Convergence of a Particular Sequence

Question

I was supposed to use the convergence tests to determine whether the following series converges, converges absolutely, or diverges.

Almost every test I used was inconclusive, the series is : $$\sum_{k=1}^{\infty} (-1)^k \frac{k\ln(k)}{(k+1)^3}.$$

Answer 1

Consider,

$$f(x)=\frac{x \ln x}{(x+1)^3}$$

Then,

$$f'(x)=\frac{x-2x\ln x+\ln x+1}{(x+1)^4}$$

One can show that for $x>3$ that we must have $x-2x\ln x+\ln x+1<0$ by considering the monotonically decreasing function $g(x)=x-2x\ln x+\ln x+1$ defined on $(1,\infty)$. I leave it to you to fill in the gaps.

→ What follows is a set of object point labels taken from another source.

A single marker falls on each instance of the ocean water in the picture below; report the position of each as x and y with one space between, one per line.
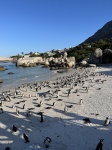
23 74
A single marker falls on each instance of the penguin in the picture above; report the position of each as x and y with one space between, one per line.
28 114
13 106
107 121
47 142
17 112
54 103
26 138
81 101
14 128
7 148
24 106
1 103
41 114
65 109
100 145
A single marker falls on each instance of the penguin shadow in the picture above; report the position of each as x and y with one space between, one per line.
35 103
18 107
8 106
73 103
63 95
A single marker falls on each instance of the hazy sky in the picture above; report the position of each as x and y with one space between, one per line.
42 25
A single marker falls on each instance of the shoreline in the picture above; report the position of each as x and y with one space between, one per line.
66 128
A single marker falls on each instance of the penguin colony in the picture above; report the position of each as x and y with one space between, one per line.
70 82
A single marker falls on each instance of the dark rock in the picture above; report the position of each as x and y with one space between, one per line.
2 68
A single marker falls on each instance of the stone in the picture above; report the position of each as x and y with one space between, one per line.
2 68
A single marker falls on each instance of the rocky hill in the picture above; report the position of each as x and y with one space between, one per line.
104 33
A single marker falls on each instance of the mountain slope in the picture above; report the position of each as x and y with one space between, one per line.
104 33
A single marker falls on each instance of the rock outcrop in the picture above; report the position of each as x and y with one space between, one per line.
29 61
96 56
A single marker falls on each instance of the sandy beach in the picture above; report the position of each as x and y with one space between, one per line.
65 101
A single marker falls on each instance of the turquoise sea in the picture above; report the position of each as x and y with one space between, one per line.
23 74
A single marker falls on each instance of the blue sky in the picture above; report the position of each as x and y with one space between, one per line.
42 25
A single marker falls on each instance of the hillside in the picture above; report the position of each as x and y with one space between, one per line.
104 33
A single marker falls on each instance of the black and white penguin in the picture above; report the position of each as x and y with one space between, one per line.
28 114
1 103
107 121
17 112
81 101
1 110
47 142
99 145
14 128
65 109
42 118
23 106
26 138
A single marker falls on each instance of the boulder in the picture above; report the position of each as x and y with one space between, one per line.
2 68
92 65
10 72
1 81
84 63
29 61
96 56
107 56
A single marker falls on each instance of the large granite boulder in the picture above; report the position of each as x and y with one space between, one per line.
29 61
2 68
96 56
1 81
107 56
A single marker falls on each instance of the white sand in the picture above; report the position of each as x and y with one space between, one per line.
66 129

Thus we have for $x>3$ that $f'(x)<0$. Hence it follows that,

$$\frac{n \ln n}{(n+1)^3}$$

Is eventually decreasing, and your series converges by the alternating series test.

Answer 2

You have that $$ \frac{n\ln n}{(n+1)^3} \sim_{n\to \infty} \frac{\ln n}{n^2} $$ so that, since the (positive) series $\sum_n \frac{\ln n}{n^2}$ converges (e.g., by comparison with a $p$-series $\sum_n \frac{1}{n^{3/2}}$) by theorems of comparison the series $\sum_n (-1)^n \frac{n\ln n}{(n+1)^3}$ converges absolutely.